Money gave the Premier League power. Multi-club ownership has secured it
Clubs are increasingly part of a wider network of shared owners.
The rise of multi-club ownership and how it has helped English teams to consolidate their dominant position in world football.
At the end of the 2012-13 season, clubs in the English Football League sought to put an end to a loophole seen as a threat to competition.
After Watford were taken over by the Pozzo family in 2012, the club signed 10 players from Udinese, another club they owned. Watford reached the Championship play-off final that season, losing to Crystal Palace.

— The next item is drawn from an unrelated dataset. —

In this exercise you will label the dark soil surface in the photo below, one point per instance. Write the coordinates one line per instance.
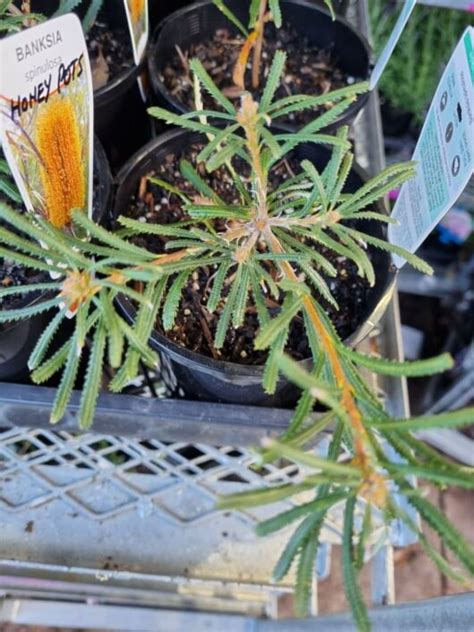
(309, 70)
(110, 52)
(195, 326)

At around the same time, Chelsea were busy sending youngsters to Vitesse Arnhem to get game time, loaning out a total of 29 players over the course of Roman Abramovich’s ownership. Reports have since shown that the Russian oligarch was funding the Dutch club.
By voting to limit the number of loanees which could be included in a matchday squad, clubs in English football mistakenly thought they had fixed a problem which then did not have a name.
Eleven years later, multi-club ownership is everywhere in global football. And, as the International Centre for Sports Studies (CIES) shows, English football’s top sides are leading the way.
A report published this month shows that 14 clubs in the Premier League are part of a multi-club ownership structure – more than any other league in Europe.
The EFL Championship has nine teams in multi-club ownership groups, bucking a continent-wide 29 per cent decline in investments in such groups, the CIES said.
Not all of these groups acquire clubs for the purposes of swapping players. In the case of Red Bull, for example, spreading the brand across Germany, Austria and Brazil can boost sales for an energy drink.